Marc G. Swanson - SeaWorld Entertainment, Inc.
Management
Yeah. Hey, Stephen, it's Mark. I can take those questions. So, couple of things on EBITDA breakeven, like there's going to be a lot of factors that influence that mix of products, time of year, that type of thing. But on a – to give you a range that you could use, we estimate we could be down about 60% or so in attendance and have breakeven EBITDA. And what I'll tell you is we were down in September 61% as we mentioned and we had less than $1 million EBITDA loss for that month. So we were pretty much almost at breakeven in the month of September on EBITDA. And then as you move up the chain, obviously to cover debt service and CapEx, you would add to those numbers. As far as the margin improvement, I'm really proud of the work we've done in this area. We've been at this for a couple of years. But then we also spent a lot of time as with COVID, we – you had the most visibility you're ever going to get into your cost.
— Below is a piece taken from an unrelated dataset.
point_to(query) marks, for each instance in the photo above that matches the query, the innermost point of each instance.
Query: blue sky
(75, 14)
And so, we were down to the most essential costs and we've been very careful and sensible as we've added costs back. And so, we have more visibility than ever. And one thing I'd like to point out is, if you look at our revenue of just over just over $100 million, $106 million for the quarter and then look you at an EBITDA loss of just about $11 million, I mean we're maximizing that revenue. We're being very careful on our cost. And when I look across others in the space, I think our performance stands out in that regard. So, on a go-forward basis getting to your question, I think the opportunity is several hundred basis points when we get – when we get to a more normalized environment where we're back to doing, hopefully, 22 million, 23 million in attendance, we think we can – with this new cost structure, with the work we've done on labor and vendor spend and operating expenses, marketing, et cetera, we think we can flow through several hundred basis points more in margin.
Stephen Grambling - Goldman Sachs & Co. LLC: Super helpful. And then you mentioned the increase in local attendance. Can you see whether the customer is coming back or new or repeat customers and has the demographics changed at all as there's potentially more limited options for leisure and entertainment spend for them?